Dünya 2013 yılı istatistiklerine
göre 7,125 milyar nüfuslu bir gezegen ve bu gezegeni bir bütün yapan 7,125
milyarlık küçük küçük parçalar. Puzzle gibi herkesin sağında , solunda , önünde
, arkasında parçalar var ve bu parçalar bizi biz yapıyor. Hayatımıza gelen
insanla olmuyor ya da yapamıyorsak eğer yanımızdaki parça o kişi değildir. Ne
kendimizi onu yanımıza almak için değiştirelim ne de onun değişmesini
bekleyelim. Olmayacak ve o parça bir başkasının yanına tam oturacaktır. Biz
sadece onu yıpratmış ve sonucunda doğru parçaya – kişiye – gittiğinde korkak
yaklaşmasını sağlamış oluruz. Çift taraflı zarar olur kısacası.
Her zaman insanlardan gizlediğiniz
gizemli bir yanınız olsun. Gizem , insan ilişkilerinde insanları birbirine
bağlayan – Big Bang Teorisinde’ki gibi- Tanrı parçacığıdır. İnsanlar
karşısındaki insan tarafından şaşırtılmayı çok sever. İşte “ona küçük
sürprizler yapın” sözünden kasıt budur. Gizem ilgi çeker insanı karşısındaki
insana bağlar , şaşırtılmak ilgi göstergesidir ve kız ya da erkek farketmeden
ilgi her insanın hoşuna gider. Alper Canıgüz’ün Oğullar ve Rencide Ruhlar
kitabında dediği gibi:
“Kafanızı ezmesini
beklediğiniz biri sizi kucaklayıverirse onu kendinize dünyadaki herkesten daha
yakın hissedersiniz”
Bu satırların
devamı şu şekilde devam eder:
“. Ayrıca insanın
zihnindeki iyi/kötü kategorilerini altüst etmek beyin yıkamanın birinci
koşuludur.”
İnsanın – bütün
insanlığın – zamanla aileden gelen ve daha sonra kendine koyduğu iyi ve kötü
değer yargıları vardır.
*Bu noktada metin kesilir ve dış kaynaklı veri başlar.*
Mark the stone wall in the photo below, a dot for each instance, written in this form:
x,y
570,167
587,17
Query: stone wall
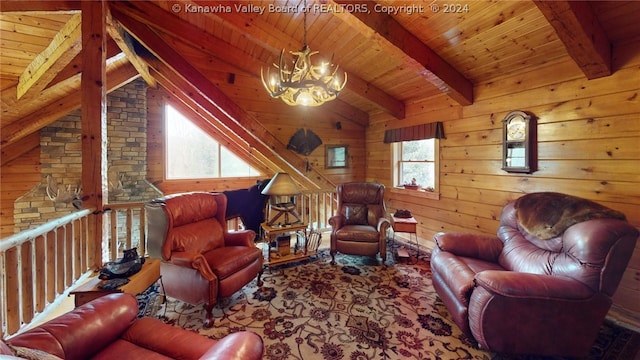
x,y
61,157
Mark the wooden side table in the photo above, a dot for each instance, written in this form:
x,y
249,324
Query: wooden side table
x,y
138,283
270,234
406,225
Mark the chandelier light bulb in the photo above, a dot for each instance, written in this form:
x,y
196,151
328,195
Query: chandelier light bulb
x,y
300,82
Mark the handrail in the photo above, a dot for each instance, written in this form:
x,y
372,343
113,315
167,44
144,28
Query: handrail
x,y
30,234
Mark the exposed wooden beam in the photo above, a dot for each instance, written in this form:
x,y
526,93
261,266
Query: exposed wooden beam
x,y
39,6
124,42
57,108
425,61
172,25
66,44
579,29
193,83
94,118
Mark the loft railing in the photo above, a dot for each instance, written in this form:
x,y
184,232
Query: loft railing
x,y
38,265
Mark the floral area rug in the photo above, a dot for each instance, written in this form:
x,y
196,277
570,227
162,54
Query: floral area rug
x,y
355,310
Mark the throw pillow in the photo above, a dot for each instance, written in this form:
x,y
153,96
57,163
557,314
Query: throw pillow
x,y
355,214
32,354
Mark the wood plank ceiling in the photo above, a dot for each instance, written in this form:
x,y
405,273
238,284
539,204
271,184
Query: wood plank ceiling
x,y
217,48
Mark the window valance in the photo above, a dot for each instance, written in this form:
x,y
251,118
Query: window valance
x,y
416,132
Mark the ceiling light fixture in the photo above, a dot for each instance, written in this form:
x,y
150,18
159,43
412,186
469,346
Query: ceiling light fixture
x,y
302,82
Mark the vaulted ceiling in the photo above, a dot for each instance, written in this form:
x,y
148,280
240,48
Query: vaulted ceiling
x,y
210,53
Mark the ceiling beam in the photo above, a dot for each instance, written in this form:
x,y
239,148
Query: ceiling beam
x,y
169,24
193,83
263,35
125,44
39,6
427,63
66,44
578,28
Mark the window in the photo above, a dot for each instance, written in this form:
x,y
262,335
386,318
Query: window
x,y
193,154
416,159
336,156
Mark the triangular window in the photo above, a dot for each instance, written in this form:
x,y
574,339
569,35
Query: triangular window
x,y
194,154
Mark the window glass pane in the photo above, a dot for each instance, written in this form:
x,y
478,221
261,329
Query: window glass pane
x,y
418,150
191,153
423,172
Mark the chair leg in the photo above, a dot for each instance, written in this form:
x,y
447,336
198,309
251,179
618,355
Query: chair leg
x,y
260,282
208,322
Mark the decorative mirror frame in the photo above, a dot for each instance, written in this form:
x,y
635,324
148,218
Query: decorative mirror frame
x,y
336,156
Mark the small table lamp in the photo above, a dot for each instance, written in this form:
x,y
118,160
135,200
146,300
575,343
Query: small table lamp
x,y
280,186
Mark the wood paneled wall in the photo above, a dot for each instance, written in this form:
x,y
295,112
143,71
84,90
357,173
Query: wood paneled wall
x,y
18,175
588,136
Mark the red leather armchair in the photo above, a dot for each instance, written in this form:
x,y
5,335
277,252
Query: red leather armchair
x,y
519,294
108,328
360,226
202,260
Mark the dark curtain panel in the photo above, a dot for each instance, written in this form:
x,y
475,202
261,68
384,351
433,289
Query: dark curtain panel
x,y
417,132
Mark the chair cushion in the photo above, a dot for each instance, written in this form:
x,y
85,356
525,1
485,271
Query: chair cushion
x,y
197,237
228,260
363,233
355,214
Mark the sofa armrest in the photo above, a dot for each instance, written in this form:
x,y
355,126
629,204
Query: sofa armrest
x,y
535,286
243,345
85,330
383,225
240,238
193,260
482,247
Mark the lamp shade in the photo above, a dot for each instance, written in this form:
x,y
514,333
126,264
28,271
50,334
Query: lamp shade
x,y
281,184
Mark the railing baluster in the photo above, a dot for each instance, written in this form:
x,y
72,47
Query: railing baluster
x,y
26,286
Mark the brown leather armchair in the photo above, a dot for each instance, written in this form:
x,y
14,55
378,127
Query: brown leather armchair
x,y
202,260
108,328
360,226
518,293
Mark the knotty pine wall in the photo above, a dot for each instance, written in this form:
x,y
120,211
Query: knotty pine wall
x,y
588,146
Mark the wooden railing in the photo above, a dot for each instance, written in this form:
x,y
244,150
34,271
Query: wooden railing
x,y
41,263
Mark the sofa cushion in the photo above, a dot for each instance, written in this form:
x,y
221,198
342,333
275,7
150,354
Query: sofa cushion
x,y
357,233
31,354
355,214
198,237
229,260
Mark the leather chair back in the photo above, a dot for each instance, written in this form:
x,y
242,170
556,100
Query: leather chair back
x,y
590,251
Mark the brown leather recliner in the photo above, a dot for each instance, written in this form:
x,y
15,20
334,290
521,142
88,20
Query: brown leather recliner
x,y
518,293
108,328
202,260
360,226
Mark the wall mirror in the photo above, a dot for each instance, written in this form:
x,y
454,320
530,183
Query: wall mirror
x,y
336,156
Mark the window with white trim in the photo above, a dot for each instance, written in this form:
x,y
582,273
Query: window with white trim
x,y
416,159
193,154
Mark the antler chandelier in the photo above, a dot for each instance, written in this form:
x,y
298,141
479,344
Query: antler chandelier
x,y
300,82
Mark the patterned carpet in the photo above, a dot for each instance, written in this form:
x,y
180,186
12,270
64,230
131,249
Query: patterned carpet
x,y
355,310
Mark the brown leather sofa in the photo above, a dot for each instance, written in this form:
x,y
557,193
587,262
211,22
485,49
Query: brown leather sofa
x,y
360,225
108,328
517,293
202,260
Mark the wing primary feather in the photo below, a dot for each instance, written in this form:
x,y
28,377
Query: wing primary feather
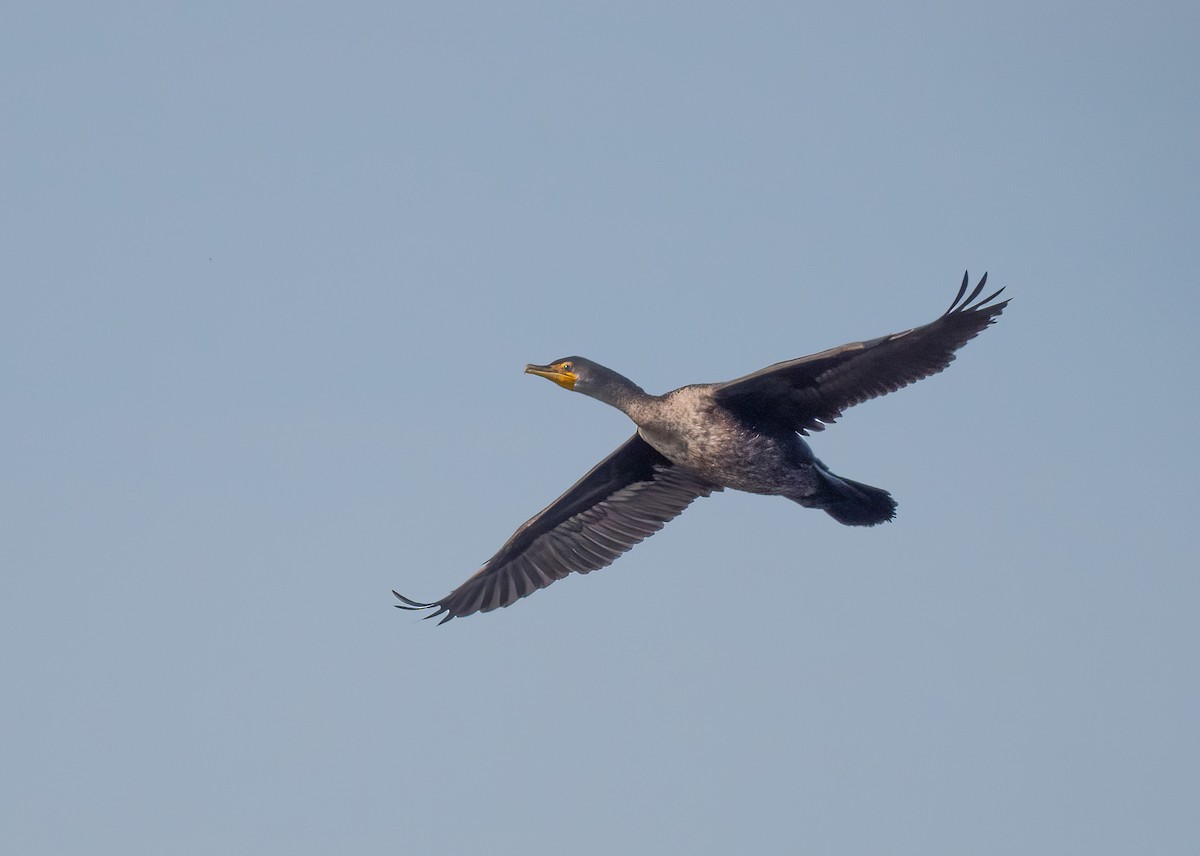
x,y
963,289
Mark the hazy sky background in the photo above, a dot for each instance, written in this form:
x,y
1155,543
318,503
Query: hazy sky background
x,y
271,273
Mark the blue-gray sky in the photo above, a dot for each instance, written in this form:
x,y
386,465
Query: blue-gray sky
x,y
270,276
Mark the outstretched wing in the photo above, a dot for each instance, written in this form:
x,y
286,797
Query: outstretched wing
x,y
805,394
622,502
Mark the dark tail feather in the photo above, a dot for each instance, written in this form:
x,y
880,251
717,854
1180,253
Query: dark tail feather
x,y
857,504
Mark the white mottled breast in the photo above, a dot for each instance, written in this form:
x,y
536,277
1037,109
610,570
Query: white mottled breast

Siz bu değer yargılarından birkaç tanesini
değiştirdiğiniz zaman sonucunda karşımızdaki insan kendi değer yargılarından ve
kendinden şüphe etmeye başlar ve kendini değersiz hisseder. İşte bu söz konusu
olduğu zaman , karşıdaki kişi ile ilişkimiz kötü gidiyor demektir. Aşk ya da
arkadaşlık farketmeden tek bir ortak nokta vardır:
“Karşıdaki
insanın kendini iyi , değerli ve güvende hissetmesi.”
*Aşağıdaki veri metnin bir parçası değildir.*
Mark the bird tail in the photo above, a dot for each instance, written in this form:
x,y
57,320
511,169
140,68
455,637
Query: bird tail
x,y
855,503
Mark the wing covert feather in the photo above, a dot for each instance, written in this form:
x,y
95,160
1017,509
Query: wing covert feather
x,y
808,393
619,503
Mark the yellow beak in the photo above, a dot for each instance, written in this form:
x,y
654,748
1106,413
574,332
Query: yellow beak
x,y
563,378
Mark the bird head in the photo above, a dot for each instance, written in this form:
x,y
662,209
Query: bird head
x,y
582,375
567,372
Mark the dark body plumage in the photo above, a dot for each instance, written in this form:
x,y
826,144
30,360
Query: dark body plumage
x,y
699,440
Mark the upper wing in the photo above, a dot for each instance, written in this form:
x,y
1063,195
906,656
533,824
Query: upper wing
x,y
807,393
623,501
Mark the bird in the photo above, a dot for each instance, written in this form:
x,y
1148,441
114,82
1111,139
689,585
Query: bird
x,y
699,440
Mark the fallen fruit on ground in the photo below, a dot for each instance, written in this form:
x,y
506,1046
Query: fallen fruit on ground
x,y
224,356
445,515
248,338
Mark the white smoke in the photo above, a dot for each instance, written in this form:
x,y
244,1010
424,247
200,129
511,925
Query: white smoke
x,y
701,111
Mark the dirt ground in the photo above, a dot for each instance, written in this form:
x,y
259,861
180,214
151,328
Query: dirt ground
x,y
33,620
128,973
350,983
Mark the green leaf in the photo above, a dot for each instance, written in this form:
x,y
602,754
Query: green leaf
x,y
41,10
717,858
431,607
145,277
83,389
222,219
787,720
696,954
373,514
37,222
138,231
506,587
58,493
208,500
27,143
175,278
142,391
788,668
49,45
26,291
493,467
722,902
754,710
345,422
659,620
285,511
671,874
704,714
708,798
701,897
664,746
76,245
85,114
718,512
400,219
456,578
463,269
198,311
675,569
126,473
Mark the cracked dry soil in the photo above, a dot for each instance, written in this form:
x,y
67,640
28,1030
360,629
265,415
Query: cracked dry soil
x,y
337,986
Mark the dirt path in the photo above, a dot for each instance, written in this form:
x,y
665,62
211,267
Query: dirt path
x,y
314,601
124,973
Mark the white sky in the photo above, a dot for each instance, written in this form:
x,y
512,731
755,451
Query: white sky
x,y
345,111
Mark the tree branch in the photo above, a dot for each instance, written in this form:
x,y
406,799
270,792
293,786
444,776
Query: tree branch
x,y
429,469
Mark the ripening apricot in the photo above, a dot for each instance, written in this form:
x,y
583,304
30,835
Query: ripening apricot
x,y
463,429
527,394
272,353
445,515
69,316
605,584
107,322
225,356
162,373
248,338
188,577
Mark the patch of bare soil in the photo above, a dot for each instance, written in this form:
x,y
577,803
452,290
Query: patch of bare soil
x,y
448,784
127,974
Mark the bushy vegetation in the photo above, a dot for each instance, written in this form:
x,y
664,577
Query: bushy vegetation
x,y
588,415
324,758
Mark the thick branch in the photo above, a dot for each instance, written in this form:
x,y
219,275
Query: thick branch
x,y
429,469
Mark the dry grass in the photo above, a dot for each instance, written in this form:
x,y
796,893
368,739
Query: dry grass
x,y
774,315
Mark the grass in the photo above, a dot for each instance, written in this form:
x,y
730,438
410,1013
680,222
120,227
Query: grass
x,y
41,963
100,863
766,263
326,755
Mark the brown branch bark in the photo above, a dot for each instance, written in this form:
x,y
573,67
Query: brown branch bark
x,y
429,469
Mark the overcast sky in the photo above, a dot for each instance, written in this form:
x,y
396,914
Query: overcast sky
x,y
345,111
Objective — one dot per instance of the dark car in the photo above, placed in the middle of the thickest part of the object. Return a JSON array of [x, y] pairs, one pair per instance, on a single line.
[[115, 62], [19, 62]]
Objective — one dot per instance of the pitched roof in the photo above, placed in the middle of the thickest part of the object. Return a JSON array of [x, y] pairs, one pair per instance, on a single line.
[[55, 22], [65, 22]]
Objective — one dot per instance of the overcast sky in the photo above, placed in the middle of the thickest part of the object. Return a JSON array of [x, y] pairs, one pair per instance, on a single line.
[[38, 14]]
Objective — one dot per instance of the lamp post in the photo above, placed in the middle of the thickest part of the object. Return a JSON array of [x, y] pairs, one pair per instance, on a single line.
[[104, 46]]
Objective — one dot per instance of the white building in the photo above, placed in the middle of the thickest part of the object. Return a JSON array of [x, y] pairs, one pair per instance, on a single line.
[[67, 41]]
Bu konu hakkında son olarak şunları
söylemek istiyorum. İnsanları olduğu gibi kabul etmek en önemli parçadır
arkadaşlıkta ve aşk ilişkilerinde. Birisi çok iyi dert dinler , birisi çok
eğlencelidir , birisi ile sadece susup bakışırsınız , birisi de delidir ve
sizinle sadece boş muhabbet yapar. Hepsinin bir insanda olması çok güç – hatta
imkansız – ve sizin yapmanız gereken asıl şey , insanlardaki küçük “insanlık”
kırıntılarını toplayarak kendi istediğiniz Frankenstein’ı yaratmak.